When Georgia resident Alison Ilg received her daughter Alyssa’s first college tuition bill from Georgia Southern University, she didn’t expect what she saw. Among the fees tacked onto her bill was a $100 student activity fee, a $100 technology fee and an $88 health fee, which allowed her daughter to visit the on-campus medical center.
“I did not expect to pay all of these when I sent my freshman daughter off to college a month ago,” Ilg says.
Unfortunately, Ilg isn’t the only parent paying for such fees. In fact, colleges are getting as creative as airlines at disguising their additional costs.
“A lot of public colleges tend to have an increase in cost covered through additional fees because their ability to raise tuition is restricted,” says Mark Kantrowitz, founder of FinAid.org and a columnist for MainStreet. He explains that, oftentimes, only state legislators can raise what is actually classified as tuition.
Private colleges, on the other hand, may have tuition locks in place.
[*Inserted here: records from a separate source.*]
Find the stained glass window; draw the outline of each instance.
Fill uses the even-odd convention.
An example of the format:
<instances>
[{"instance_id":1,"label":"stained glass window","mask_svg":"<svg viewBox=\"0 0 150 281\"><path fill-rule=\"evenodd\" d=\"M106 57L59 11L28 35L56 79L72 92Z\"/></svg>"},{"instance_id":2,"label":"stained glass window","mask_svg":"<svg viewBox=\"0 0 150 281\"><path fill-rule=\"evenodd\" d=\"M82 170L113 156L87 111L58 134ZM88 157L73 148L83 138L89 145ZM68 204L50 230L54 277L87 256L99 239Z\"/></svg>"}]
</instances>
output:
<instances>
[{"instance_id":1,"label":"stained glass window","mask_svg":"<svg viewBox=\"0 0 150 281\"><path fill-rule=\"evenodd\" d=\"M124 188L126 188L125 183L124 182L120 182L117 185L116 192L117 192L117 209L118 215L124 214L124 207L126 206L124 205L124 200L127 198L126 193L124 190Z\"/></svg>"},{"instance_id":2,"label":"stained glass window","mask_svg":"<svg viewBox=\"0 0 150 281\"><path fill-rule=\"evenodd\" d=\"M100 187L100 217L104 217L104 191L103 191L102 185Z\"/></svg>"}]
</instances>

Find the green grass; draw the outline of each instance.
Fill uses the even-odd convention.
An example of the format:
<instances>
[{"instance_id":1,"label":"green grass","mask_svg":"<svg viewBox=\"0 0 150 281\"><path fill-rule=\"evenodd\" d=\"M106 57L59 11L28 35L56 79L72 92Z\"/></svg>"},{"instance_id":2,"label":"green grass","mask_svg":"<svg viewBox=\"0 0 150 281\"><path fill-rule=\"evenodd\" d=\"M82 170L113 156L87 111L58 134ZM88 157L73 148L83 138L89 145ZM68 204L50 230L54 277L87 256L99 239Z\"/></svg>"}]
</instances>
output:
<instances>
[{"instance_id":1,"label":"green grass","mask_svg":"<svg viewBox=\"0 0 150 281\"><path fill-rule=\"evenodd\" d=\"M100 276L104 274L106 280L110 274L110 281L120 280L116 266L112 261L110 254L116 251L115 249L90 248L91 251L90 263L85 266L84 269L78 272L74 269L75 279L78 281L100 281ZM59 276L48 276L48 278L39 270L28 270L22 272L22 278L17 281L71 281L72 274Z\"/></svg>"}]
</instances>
To circumvent this issue or avoid raising the baseline tuition, colleges institute fees instead, which can cover their extra expenses.
“The fees are specific to a particular service and they cover the cost of that service,” Kantrowitz says. This is why the charges, more often than not, are mandatory.
“You can’t get out of paying them,” Kantrowitz says. As such, students and parents need to look at the total cost of tuition and fees together before deciding whether or not a school’s financial requirements fit their budget. Incidentally, both the College Board and the Department of Education already do this when analyzing a school’s total price. Many schools also calculate fees for students on their websites.